There has been a decrease in some quarters in the total of recorded crime, and that decrease applies in Merseyside as well as in the country as a whole. But the hon. Gentleman is right to say that there continues to be an increase in the one in 20 crimes which are violent and which cause the most anxiety and anger. In the old days the hon. Gentleman and his hon. Friends attributed that—which of course has gone on for 30 years—to unemployment and poverty. Now he is attributing it to affluence and irresponsibility. I do not think that either explanation is right. But whatever is the right explanation, I am perfectly clear that given the drop in the total of recorded crime, we should concentrate increasingly—as the police will be able to do—on violent crime.

Mr. Wheeler

Does my right hon. Friend agree that one reason why recorded crime is increasing is that we are much better at recording it and more welcoming to women who wish to report rapes? When my right hon.

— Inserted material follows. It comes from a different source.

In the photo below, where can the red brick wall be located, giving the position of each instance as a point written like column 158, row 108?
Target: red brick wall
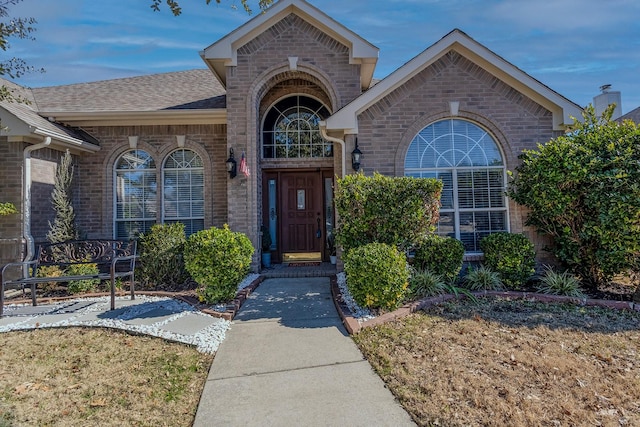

Friend next writes to the 'women's institute, will he explain that women are more at risk within the family, or between known parties, and not so much at risk from strangers outside their own homes?

Mr. Hurd

Both of those points are correct. The police have altered the way in which they handle allegations of rape. They have followed a much more welcoming approach to the rape victim and that, as my hon. Friend says, has probably increased the number of recorded rapes and reduced the number which tragically happened but were not in the past recorded. My hon. Friend is right in the second part of his supplementary question, and the figures we published last week bear that out.

Mr. Randall

Is the Minister aware that while the Home Office has invited my city of Kingston upon Hull to participate in the safer cities initiative, which I support in principle, the Department of the Environment has slashed our inner-city money, which helps to reduce crime, by one third of a million pounds this year? How do the Government justify this Home Office initiative being undermined by the actions of another Government Department?

Mr. Hurd

I do not believe that it will be undermined. I am glad that the hon. Gentleman's city has accepted my invitation to join the safer cities scheme. The whole point is that the schemes are inter-agency and involve different Government Departments, local government and voluntary agencies so that we can identify a local specific profile of crime and then a local specific answer to it.